Design/Methods: We performed an open-label, non-randomized, dose escalating PK and safety trial of caffeine in neonates with HIE. We included neonates born ≥36 weeks gestational age and receiving therapeutic hypothermia. All neonates received a 20 mg/kg loading dose of caffeine in the first 24 hours of life followed by up to 2 daily doses of 5 mg/kg (n=9) or 10 mg/kg (n=8). We performed a population PK analysis using NONMEM. The effects of clinical covariates, including cooling, on PK parameters were evaluated. Dosing simulations were conducted to target concentrations of 15-25 mg/L for apnea of prematurity efficacy and < 46 mg/L for safety.
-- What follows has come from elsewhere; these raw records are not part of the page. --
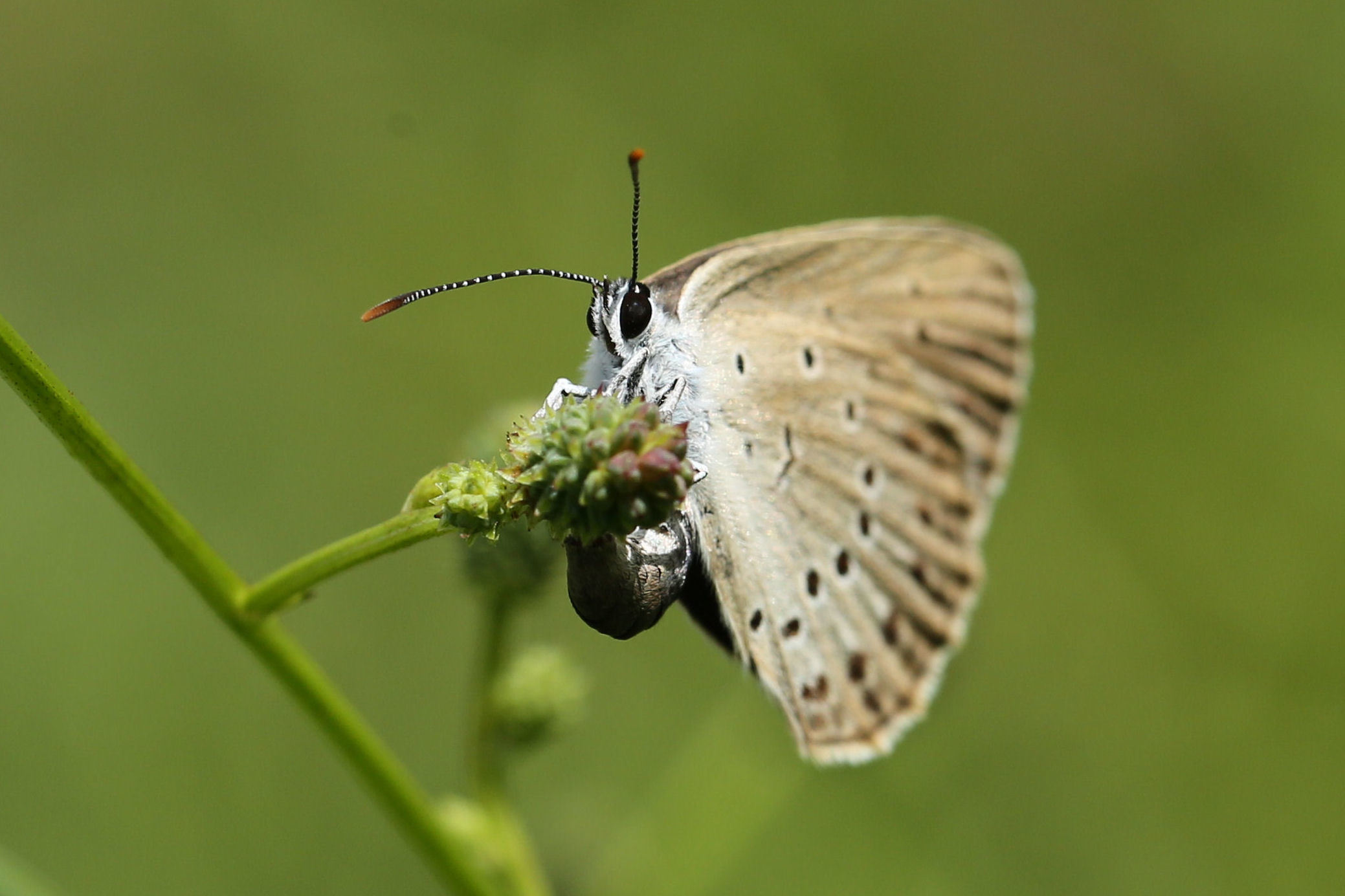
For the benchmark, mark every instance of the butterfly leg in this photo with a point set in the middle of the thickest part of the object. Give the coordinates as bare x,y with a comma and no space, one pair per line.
560,391
669,397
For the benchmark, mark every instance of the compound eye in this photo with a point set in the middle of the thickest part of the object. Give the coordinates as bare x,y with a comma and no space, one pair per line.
636,311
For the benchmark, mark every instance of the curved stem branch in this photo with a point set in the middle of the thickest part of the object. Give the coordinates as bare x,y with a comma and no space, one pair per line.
109,465
287,585
223,590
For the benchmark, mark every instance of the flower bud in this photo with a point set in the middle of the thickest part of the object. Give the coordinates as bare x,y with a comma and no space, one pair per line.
540,694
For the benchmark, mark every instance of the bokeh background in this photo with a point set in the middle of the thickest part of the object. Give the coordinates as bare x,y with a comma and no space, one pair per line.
197,201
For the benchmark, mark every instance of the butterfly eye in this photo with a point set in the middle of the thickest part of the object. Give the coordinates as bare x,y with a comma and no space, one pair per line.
636,311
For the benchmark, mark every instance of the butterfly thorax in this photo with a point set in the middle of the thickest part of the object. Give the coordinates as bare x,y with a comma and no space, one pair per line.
641,351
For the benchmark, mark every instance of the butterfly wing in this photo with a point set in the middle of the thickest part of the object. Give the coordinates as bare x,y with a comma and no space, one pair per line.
858,384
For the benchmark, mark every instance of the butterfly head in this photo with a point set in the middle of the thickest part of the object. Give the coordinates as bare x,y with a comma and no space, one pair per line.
622,316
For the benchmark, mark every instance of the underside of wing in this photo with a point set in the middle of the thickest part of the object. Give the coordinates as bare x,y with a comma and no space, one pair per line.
860,384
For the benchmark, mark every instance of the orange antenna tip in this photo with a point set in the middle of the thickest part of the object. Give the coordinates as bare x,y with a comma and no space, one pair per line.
383,308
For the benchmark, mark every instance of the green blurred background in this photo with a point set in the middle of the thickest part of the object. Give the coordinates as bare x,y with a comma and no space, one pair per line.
197,201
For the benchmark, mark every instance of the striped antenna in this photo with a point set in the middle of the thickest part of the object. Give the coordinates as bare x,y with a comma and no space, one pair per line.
634,162
406,299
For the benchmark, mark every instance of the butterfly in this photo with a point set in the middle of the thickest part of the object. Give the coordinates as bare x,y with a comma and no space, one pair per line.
852,394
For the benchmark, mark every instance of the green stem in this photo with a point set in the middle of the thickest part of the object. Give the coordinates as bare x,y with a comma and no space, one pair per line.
383,773
223,591
521,864
487,778
288,584
107,463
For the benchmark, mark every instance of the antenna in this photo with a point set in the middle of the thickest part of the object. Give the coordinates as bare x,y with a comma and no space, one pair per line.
406,299
634,160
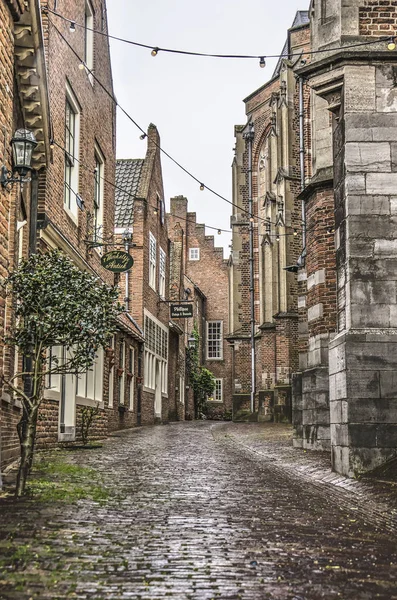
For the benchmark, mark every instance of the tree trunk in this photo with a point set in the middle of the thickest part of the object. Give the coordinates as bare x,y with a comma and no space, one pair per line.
27,439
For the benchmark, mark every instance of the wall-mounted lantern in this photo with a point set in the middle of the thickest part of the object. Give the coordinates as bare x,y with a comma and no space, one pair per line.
23,143
191,342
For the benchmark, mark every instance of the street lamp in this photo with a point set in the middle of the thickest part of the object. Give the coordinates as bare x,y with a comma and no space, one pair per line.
23,143
191,342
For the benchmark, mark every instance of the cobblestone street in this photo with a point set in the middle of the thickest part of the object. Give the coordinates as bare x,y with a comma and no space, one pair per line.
203,510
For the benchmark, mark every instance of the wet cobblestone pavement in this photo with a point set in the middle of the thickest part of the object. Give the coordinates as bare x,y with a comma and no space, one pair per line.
200,511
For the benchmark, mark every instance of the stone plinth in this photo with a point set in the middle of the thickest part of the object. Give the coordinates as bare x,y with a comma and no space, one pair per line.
363,401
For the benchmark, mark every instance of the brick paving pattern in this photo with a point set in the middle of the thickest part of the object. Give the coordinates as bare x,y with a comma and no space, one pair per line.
202,511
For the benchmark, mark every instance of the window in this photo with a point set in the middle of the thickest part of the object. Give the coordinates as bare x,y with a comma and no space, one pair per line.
98,196
90,383
89,39
72,130
131,357
214,340
121,372
152,261
194,253
218,392
162,273
156,351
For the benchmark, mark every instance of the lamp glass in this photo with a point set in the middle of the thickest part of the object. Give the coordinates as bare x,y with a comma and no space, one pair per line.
23,144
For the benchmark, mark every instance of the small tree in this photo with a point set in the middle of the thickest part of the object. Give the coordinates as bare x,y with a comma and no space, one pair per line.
56,304
88,415
200,378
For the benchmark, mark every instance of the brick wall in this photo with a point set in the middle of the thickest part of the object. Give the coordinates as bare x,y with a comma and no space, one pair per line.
95,106
321,258
274,112
378,18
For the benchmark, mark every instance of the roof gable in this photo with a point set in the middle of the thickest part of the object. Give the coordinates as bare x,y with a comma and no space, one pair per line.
128,174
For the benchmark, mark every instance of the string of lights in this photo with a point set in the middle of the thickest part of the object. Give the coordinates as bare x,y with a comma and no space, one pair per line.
219,230
143,135
261,57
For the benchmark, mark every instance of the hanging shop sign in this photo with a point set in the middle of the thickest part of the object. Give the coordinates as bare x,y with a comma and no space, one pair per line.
181,311
117,261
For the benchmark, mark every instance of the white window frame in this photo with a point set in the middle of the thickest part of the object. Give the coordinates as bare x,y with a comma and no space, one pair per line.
131,372
89,385
217,397
72,151
212,339
162,272
152,261
99,193
156,350
121,377
194,253
89,39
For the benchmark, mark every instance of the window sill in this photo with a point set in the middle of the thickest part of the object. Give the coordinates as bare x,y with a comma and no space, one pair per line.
71,215
52,395
80,401
14,403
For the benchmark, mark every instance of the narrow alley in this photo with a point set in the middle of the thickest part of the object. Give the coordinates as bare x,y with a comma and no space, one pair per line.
199,511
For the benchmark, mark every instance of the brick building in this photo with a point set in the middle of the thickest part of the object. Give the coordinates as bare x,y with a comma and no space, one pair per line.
354,129
273,122
140,211
70,203
24,105
344,391
200,274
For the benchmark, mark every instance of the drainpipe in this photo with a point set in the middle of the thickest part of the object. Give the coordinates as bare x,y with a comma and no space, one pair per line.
32,249
139,391
127,282
302,157
127,239
250,138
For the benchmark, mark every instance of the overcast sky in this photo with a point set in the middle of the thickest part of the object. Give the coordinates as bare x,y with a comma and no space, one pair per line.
194,102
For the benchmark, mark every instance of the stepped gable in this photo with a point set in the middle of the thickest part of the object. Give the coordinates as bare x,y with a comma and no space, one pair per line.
128,174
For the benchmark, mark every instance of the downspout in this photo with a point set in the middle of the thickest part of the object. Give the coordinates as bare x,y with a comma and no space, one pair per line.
32,249
302,159
127,281
250,138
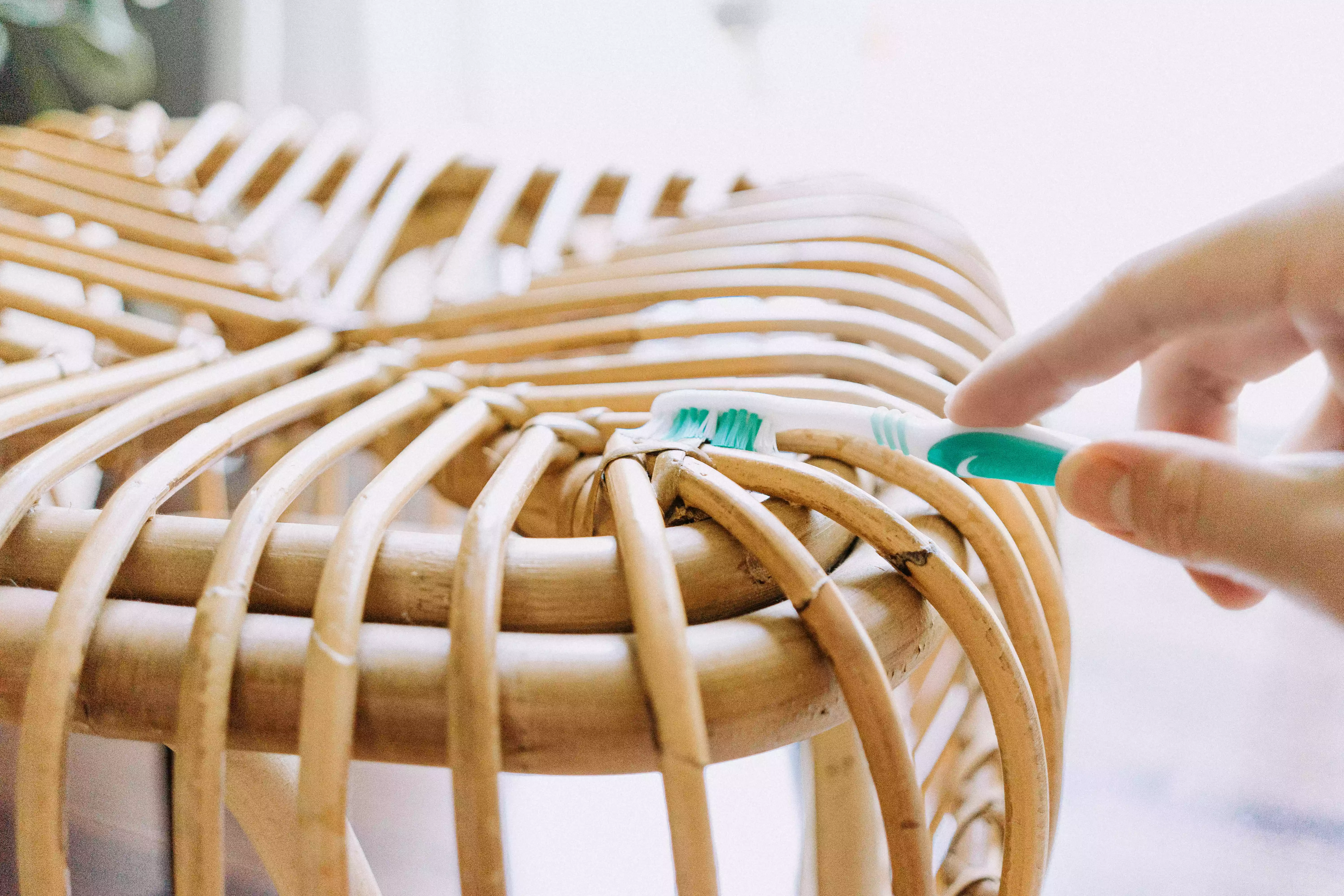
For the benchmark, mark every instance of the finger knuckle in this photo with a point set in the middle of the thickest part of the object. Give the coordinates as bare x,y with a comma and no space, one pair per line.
1178,512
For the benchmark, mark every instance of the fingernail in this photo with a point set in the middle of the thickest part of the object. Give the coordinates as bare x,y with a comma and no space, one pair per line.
1096,488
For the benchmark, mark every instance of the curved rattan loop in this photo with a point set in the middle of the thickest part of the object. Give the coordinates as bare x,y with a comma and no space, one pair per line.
841,637
208,670
56,671
1015,584
1013,508
968,616
908,307
474,692
330,672
666,668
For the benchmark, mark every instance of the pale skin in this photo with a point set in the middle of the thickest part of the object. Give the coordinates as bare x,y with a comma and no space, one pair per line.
1228,306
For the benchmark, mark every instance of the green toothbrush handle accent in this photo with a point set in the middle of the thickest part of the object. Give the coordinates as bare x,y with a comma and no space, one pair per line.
998,456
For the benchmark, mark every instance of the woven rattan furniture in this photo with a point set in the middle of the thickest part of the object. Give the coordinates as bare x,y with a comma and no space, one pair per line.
298,292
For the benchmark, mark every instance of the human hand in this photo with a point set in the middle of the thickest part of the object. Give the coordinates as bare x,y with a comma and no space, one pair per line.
1232,304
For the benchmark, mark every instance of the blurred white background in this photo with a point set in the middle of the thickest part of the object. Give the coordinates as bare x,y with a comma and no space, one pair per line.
1206,752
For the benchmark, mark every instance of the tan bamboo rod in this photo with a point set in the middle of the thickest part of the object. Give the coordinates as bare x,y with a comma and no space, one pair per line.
659,616
103,388
134,334
861,258
75,151
135,224
245,319
60,660
475,749
1018,586
833,359
208,675
397,203
909,237
855,324
331,674
763,680
631,293
322,156
839,635
244,166
825,206
552,585
248,277
216,127
376,164
166,201
968,616
41,371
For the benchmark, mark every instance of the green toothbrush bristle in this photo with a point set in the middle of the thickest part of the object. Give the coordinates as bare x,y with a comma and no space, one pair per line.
691,424
737,429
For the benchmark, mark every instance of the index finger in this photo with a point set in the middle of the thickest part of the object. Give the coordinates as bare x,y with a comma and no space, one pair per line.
1230,272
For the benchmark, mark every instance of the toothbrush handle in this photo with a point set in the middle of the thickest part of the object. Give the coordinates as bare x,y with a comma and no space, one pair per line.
1029,454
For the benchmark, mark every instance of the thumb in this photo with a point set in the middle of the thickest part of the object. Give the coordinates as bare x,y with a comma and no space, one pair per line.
1220,512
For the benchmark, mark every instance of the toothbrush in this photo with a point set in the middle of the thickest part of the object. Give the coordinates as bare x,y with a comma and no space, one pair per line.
749,421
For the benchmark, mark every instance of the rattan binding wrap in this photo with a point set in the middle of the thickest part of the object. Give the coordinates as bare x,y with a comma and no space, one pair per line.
595,610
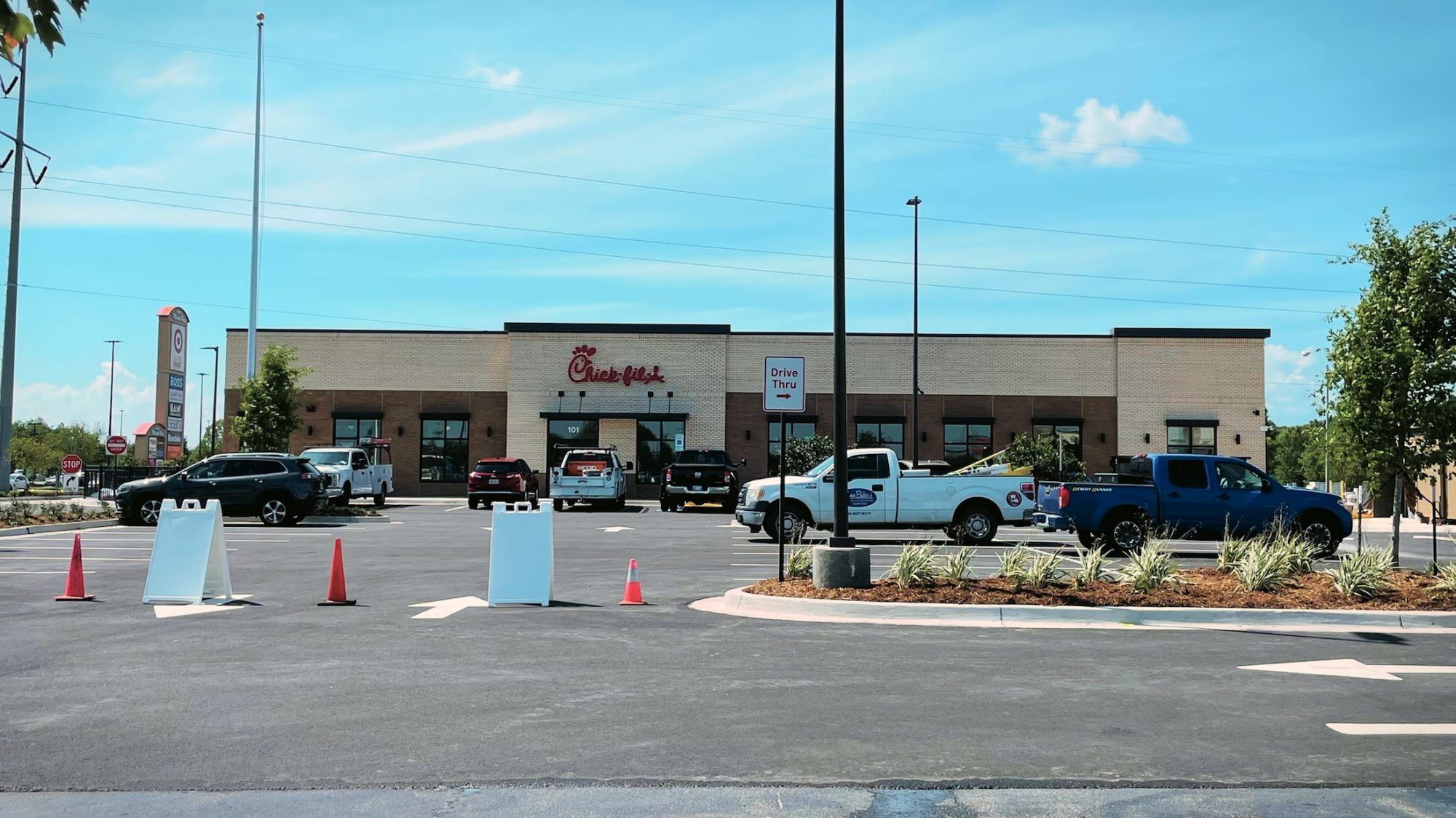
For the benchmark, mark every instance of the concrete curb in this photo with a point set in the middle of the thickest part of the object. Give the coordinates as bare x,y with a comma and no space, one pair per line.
791,609
52,528
343,520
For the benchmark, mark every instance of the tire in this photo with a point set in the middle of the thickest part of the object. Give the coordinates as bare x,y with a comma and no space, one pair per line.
1318,531
274,512
976,525
794,523
149,512
1125,532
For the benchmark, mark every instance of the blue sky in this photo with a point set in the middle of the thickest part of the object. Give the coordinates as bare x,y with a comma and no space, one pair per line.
1278,130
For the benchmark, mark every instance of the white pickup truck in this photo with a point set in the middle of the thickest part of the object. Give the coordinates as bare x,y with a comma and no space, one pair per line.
350,474
882,496
593,477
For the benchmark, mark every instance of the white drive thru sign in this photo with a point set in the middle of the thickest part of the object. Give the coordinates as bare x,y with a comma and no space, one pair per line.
784,385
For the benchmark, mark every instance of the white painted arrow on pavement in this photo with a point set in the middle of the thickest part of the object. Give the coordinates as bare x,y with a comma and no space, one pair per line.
1350,669
442,609
212,606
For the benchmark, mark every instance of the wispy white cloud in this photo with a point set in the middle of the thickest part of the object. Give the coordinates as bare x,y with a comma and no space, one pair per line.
1100,135
496,78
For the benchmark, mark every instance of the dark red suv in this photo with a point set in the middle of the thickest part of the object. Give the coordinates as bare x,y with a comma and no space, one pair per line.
503,480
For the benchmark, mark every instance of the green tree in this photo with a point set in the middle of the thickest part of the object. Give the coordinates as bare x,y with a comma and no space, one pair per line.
1042,455
43,20
269,407
802,455
1393,357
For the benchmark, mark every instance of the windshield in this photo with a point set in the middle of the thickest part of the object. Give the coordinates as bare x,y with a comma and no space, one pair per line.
704,458
328,458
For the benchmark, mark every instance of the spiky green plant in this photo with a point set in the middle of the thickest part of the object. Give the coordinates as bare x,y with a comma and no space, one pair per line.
917,565
1150,568
959,568
1013,565
1091,568
1263,568
1445,580
1042,570
1364,576
799,565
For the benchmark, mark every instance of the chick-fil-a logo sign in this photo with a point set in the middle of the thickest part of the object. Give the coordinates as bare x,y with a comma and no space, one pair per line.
583,370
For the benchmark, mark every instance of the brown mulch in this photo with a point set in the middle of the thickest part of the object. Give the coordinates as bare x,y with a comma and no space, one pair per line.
1200,589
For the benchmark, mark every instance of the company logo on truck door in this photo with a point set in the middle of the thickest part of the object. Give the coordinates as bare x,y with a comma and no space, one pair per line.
582,370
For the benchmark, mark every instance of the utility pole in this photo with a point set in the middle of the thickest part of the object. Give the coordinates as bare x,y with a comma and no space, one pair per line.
212,433
258,149
915,343
12,286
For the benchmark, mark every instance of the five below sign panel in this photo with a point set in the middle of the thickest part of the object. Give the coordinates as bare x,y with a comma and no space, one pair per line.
783,385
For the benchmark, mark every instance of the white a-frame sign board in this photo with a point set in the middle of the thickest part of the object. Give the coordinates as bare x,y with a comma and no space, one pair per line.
189,557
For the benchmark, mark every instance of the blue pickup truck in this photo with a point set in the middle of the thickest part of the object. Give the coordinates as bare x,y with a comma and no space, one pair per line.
1190,496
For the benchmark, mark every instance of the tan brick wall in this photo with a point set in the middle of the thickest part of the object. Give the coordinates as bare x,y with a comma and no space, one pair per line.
692,368
397,360
949,365
1164,379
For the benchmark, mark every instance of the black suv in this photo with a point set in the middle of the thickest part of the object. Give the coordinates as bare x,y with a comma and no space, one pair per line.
279,488
701,475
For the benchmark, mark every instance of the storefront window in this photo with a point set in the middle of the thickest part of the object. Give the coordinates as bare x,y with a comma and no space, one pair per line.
890,434
563,436
445,450
656,448
1192,439
968,443
1071,436
791,430
350,432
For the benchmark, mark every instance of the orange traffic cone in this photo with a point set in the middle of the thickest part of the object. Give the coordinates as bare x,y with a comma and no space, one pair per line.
337,595
75,581
633,596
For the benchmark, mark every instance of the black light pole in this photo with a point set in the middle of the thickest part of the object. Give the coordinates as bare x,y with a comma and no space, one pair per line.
841,536
915,343
212,433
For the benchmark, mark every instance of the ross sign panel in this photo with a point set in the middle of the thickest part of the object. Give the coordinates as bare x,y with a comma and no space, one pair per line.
784,385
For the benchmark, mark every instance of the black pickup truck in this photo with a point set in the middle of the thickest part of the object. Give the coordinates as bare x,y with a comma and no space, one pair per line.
701,475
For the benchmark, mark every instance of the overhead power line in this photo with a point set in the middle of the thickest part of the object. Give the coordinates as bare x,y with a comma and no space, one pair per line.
736,269
691,245
685,191
818,123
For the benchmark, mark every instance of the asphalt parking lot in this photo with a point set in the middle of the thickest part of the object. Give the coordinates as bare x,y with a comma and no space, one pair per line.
279,694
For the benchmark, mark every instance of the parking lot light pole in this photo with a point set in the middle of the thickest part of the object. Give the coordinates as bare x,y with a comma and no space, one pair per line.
915,338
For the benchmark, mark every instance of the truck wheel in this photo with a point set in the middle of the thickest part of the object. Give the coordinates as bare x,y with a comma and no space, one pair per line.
1320,532
1125,532
976,525
794,523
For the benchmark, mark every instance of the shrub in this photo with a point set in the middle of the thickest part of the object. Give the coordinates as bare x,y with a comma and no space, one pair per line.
917,565
799,565
1150,568
1091,568
1445,580
959,568
1013,565
1364,576
1263,568
1042,570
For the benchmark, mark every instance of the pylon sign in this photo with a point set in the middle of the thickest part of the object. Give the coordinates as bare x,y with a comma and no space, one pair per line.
189,555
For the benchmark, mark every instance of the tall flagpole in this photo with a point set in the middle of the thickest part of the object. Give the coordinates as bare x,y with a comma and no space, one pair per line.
258,146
Results: A total of 17 neonates were enrolled and 112 PK samples were collected. Cohort characteristics are shown in Table 1. Two neonates withdrew from the study early: one for withdrawal of care and one for new seizure activity. A 1-compartment model best fit the data and is described by the following equations:
CLi (L/h/70kg)=0.445 * (WTi/70)^0.75
Vi (L/70kg)=87.1 * (WTi/70)
Population parameters are shown in Table 2. Cooling was not a significant covariate in our small cohort of neonates. In a virtual population of 1000 neonates, average steady state concentrations were simulated (Figure 1). In the low dose group, 53% of simulated observations were below the therapeutic level of 15 mg/L and none were above the safety threshold of 46 mg/L. In the high dose group, 5.3% of simulated observations were below the therapeutic level and only 0.05% of concentrations were above the safety threshold.

Conclusion(s): A one compartment model best described caffeine PK in term neonates undergoing cooling for HIE. Weight-normalized CL was similar to previously reported values in preterm neonates, but weight-normalized V was ~25% larger. High dose caffeine resulted in more therapeutic exposures without significant safety concerns, although exposure targets are not yet defined for neuroprotection in HIE. Further studies should explore if higher caffeine exposures improve outcomes without increased adverse events.